TBMM Genel Kurulunda, OHAL'in, 19 Nisan Çarşamba günü saat 01.00'den geçerli olmak üzere 3 ay süre ile uzatılmasına ilişkin Başbakanlık Tezkeresi'nin görüşmelerine başlandı.
Açılışını Meclis Başkanı İsmail Kahraman'ın yaptığı Genel Kurul, birleşime verilen aranın ardından Başkanvekili Ahmet Aydın'ın başkanlığında çalışmalarına devam ediyor. Aydın, yüksek katılım oranıyla gerçekleştirilen 16 Nisan'daki halk oylamasının sonuçlarının hayırlı olması dileğinde bulunarak, kazananın büyük Türkiye olduğunu ifade etti.
Tezkere üzerinde hükümet adına söz alan Başbakan Yardımcısı Numan Kurtulmuş, sözlerine Kutlu Doğum Haftası'nı kutlayarak başladı. Kurtulmuş, "Peygamberimizin örnek ahlakının, barışçıl kişiliğinin bütün toplumumuz ve bütün İslam milletleri için önemli bir örnek teşkil ettiğini ve özellikle günümüzde Peygamberimizin öğretilerine her zamankinden daha çok ihtiyacımız olduğunu ifade etmek isterim." diye konuştu.

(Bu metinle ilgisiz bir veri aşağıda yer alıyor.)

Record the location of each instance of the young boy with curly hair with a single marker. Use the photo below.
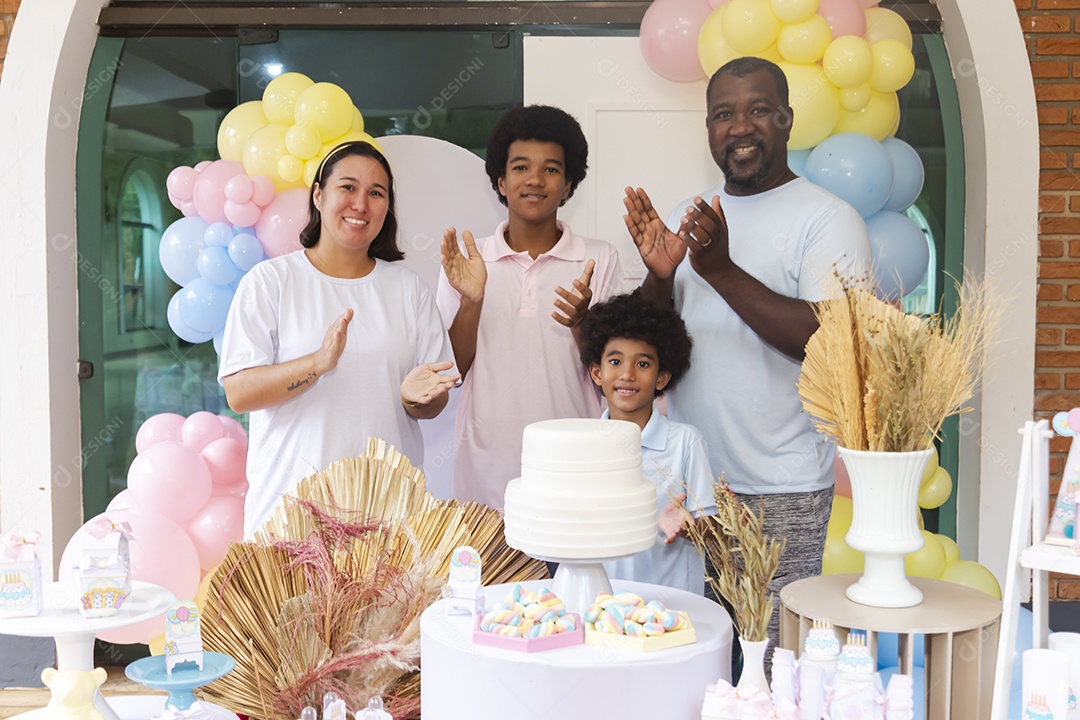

Türkiye'nin devleti ve milleti için tarihi bir süreçten geçerek, önemli bir halk oylamasını başarıyla tamamladığını belirten Kurtulmuş, tüm siyasi partilere ve vatandaşlara teşekkür etti.

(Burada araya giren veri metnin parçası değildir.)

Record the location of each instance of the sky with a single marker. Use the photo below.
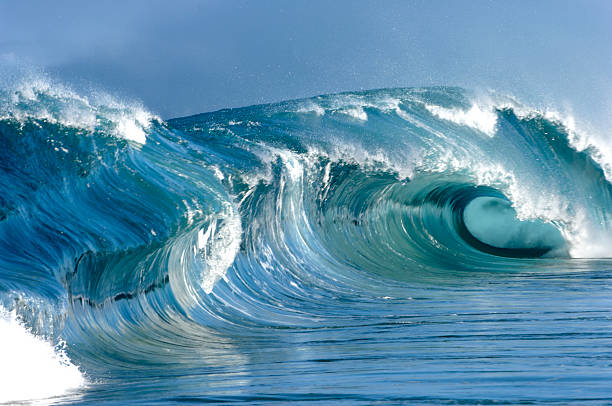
(185, 57)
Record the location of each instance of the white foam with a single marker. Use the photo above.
(39, 98)
(218, 245)
(481, 118)
(311, 107)
(31, 367)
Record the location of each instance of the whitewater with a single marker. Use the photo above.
(416, 245)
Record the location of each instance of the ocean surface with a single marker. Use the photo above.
(421, 245)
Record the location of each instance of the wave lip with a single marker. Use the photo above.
(40, 98)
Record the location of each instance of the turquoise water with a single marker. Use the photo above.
(395, 245)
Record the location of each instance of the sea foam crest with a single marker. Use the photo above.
(31, 367)
(478, 117)
(40, 98)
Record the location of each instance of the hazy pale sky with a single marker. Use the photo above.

"16 Nisan'da yapılan referandum Türkiye'nin demokratik tarihi bakımından çok önemli dönüm noktalarından birisidir. Tarihi bir anayasa değişikliğine Türkiye imza atmıştır." diyen Kurtulmuş, halk oylamasına katılımın yüksek olduğuna dikkati çekti. Kurtulmuş, "Yüzde 85'i aşkın bir katılımla anayasa referandumu halkımızın büyük çoğunluğunun ilgisini çekmiş ve bu anlamda da halkımız gösterdiği katılımla demokrasinin zaferini ortaya koymuştur." değerlendirmesinde bulundu.
Siyasi partilerin, görüşleri doğrultusunda referandum kampanyalarını yürüttüğünü hatırlatan Kurtulmuş, şöyle devam etti:
"İyi kötü, fazla eksik, herkes görüşlerini ortaya koydu. Kampanya sırasında bazen kampanyanın gereklerini de aşarak maksadını aşan sözler de ifade edildi. Bunların hepsi geride kaldı. Ama bu kampanyada geneli itibarıyla baktığımız zaman, son derece barışçıl, demokratik ve herkesin dilediğini dilediği şekilde ifade edebildiği açık ve şeffaf bir seçim kampanyasının yürütülmüş olması da Türkiye demokrasisi için önemli bir kazanımdır. Bundan dolayı başta siyasi partilerin liderleri ve mensupları olmak üzere, kampanyaya evet ya da hayır cephesinde destek veren herkese teşekkürü bir borç biliriz."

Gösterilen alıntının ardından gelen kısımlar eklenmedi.